However you don't have even the possibility with closed-source products. That means you must instead rely on the process used to create the software. So something by MS might actually be pretty trustworthy from a "security issues not accidentally introduced" standpoint at this point after years of improvement on secure coding practices.
But they still operate by a profit motive, and there's still the possibility of deliberate introduction of security issues when it suits business purposes or for legal compliance.
Unfortunately there's no great way to tell that an OSS project from RANDOM_DEV is well-coded without looking at the code and it may be that a well-intentioned but junior dev introduces a relative swath of security bugs by accident.
I don't know where the cutoff is either. It may depend more on your threat model than anything else.
In a similar vein, would it not be possible to spot hardware backdoors in PRNG by running many identical encryption tests across many different types of hardware looking for one that doesn't behave like the others?
More generally, what tools exist for the automatic detection and mitigation of backdoors?
This was, of course, very expensive, and made software changes a very difficult and slow process.
Of course this rules out all 'cloud' software other than simple dumb data storage. RMS was right again.
 "Cloud computing is a trap, warns GNU founder Richard Stallman" http://www.theguardian.com/technology/2008/sep/29/cloud.comp...
Mostly the same reason they rely on third party infrastructure like electricity and plumbing: economics.
Cloud services has none of that, and can cut off service for any reason. Work on any competing services that "the company" dislike, or do anything disruptive to people in power, and instant see your future, your business, you speech be taken down to a 404 not found. Any logs, any files, any property at all confiscated. Even pure money is not safe from "indefinite suspension of the account".
Maybe this is a lesson that if you ever want to legally produce a scam, steal, or do anything that normally would land you in jail, all you need to do is go into producing third-party digital infrastructure. There is basically nothing a cloud service can do that would lend the owners to go to jail except tax evasion.
There was not a time when the mass population had their own generators, then flocked to supplied electricity in preference. They never had power independence.
Water was originally done locally, rivers and what not, but hygiene and health became a game changer. The benefits were huge and clear.
The whole history of all three are so different, you cant reasonably compare any of them.
In-house computing infrastructure is very expensive and most firms have their comparative advantage in doing Something Else, so it makes much more economic sense to run on AWS or somesuch instead of buying a pile of physical machines and running their own server farm. Likewise, many web and mobile services provide huge benefits for their users via network effects. I personally don't enjoy using Facebook enough to maintain an active account, but many millions of people clearly do, and I can't say they're wrong for choosing to spend their time that way.
What hosting solution(s) your own company use?

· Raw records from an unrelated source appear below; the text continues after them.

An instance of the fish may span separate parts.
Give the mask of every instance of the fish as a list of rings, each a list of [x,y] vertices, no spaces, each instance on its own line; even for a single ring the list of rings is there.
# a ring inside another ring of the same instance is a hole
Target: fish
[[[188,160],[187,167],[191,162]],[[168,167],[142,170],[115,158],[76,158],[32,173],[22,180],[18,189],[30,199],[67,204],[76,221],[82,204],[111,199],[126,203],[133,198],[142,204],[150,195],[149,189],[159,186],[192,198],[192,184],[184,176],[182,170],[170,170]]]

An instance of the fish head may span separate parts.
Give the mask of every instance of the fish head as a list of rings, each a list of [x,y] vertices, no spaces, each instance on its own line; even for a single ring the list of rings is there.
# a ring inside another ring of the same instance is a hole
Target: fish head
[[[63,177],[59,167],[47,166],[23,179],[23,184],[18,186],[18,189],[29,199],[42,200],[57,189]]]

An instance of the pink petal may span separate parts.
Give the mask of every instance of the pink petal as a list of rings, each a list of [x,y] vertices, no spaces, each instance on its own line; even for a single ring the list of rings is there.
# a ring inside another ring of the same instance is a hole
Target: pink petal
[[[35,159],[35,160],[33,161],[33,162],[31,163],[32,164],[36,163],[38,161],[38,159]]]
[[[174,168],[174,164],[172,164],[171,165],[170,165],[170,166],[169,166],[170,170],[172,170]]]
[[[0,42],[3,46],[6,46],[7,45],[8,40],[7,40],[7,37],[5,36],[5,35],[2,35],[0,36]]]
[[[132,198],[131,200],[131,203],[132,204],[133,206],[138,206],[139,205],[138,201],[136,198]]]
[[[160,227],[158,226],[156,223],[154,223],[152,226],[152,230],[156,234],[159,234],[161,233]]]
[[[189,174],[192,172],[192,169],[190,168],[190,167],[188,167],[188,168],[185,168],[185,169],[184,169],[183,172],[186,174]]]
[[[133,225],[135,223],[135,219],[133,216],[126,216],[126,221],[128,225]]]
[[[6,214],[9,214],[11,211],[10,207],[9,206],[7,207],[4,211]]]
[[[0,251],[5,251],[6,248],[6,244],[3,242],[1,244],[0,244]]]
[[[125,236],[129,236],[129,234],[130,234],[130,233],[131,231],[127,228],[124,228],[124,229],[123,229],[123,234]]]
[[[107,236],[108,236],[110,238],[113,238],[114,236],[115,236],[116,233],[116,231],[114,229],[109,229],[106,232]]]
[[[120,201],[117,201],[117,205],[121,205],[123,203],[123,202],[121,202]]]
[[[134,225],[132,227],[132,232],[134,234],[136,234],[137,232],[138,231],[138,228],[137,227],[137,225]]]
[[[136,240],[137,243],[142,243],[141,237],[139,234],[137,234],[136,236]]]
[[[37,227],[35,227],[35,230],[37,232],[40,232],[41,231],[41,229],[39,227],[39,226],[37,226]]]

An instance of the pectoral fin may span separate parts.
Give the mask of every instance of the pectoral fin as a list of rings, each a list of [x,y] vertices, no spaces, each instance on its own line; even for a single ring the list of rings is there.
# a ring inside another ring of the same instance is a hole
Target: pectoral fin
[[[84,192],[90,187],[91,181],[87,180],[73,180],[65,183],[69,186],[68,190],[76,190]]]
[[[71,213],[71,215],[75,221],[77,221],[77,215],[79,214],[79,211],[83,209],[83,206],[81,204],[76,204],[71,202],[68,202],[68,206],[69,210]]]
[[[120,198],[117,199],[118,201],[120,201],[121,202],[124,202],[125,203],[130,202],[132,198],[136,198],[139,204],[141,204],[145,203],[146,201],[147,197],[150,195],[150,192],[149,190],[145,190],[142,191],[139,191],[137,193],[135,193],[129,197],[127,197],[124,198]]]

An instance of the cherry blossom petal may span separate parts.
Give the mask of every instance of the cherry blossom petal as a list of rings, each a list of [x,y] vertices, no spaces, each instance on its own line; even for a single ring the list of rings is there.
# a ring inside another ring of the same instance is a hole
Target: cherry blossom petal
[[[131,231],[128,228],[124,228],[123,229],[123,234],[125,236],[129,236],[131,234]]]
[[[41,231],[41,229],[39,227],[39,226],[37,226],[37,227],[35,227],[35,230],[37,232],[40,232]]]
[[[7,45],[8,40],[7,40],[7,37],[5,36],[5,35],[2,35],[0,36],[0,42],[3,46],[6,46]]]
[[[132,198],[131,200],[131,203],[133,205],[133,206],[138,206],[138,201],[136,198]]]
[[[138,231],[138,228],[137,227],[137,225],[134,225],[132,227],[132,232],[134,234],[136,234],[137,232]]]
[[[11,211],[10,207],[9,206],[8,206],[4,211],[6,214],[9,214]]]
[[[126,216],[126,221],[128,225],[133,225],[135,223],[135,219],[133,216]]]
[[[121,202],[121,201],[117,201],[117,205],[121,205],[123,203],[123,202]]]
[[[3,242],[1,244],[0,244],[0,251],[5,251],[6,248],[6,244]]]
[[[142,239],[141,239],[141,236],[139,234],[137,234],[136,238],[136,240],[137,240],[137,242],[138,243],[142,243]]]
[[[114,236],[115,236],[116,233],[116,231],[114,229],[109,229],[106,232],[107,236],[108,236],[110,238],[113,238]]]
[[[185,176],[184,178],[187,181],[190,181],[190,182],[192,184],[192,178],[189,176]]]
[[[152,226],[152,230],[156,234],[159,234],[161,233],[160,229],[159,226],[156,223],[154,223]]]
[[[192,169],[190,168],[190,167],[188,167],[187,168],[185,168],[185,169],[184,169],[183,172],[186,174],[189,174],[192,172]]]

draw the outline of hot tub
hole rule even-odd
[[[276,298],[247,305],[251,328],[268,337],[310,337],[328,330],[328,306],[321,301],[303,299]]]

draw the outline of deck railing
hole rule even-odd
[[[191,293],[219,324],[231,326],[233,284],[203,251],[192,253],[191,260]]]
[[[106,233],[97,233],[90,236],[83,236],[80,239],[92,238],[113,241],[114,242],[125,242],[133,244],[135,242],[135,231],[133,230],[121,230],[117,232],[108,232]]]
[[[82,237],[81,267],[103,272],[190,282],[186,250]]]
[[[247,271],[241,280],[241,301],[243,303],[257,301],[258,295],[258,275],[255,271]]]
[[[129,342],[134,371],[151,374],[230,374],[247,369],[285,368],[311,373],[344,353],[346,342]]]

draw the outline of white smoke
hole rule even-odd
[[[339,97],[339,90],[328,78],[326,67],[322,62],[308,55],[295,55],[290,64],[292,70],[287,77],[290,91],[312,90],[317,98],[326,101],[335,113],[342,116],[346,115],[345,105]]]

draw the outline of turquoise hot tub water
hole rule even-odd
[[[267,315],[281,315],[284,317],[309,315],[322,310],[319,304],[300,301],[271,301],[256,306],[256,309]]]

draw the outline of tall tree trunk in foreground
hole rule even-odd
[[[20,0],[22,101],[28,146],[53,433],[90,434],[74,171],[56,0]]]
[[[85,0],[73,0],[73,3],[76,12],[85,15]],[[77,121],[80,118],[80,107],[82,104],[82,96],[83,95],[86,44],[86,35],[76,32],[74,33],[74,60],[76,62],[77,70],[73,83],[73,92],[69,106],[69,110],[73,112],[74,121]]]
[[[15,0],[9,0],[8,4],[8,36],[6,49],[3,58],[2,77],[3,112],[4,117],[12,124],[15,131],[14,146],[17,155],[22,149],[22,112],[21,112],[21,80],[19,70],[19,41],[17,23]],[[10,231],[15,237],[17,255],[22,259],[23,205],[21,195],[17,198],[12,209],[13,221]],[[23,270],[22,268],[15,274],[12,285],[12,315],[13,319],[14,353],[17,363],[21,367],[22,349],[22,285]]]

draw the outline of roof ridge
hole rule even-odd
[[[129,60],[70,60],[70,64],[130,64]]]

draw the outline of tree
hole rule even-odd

We use Google Apps, Trello, Wave (for accounting), Corona SDK (that builds in Corona cloud servers), Google Drive (previously was Dropbox), Google Docs (we never used any office here, MS, Libre, or anything else), and so on...
I am personally against it, but the CEO decided it that way because he did not wanted to bother about IT infrastructure, we are not big enough yet to bother about it, cloud stuff make things much easier.
BTW, IT infrastructure? You are all networked, right? So, whats left? One large ish server? Hardly my idea of "infrastructure", which to me implies something a bit more large and diverse. IMHO, being networked for the internet means you already have infrastructure, ish!!!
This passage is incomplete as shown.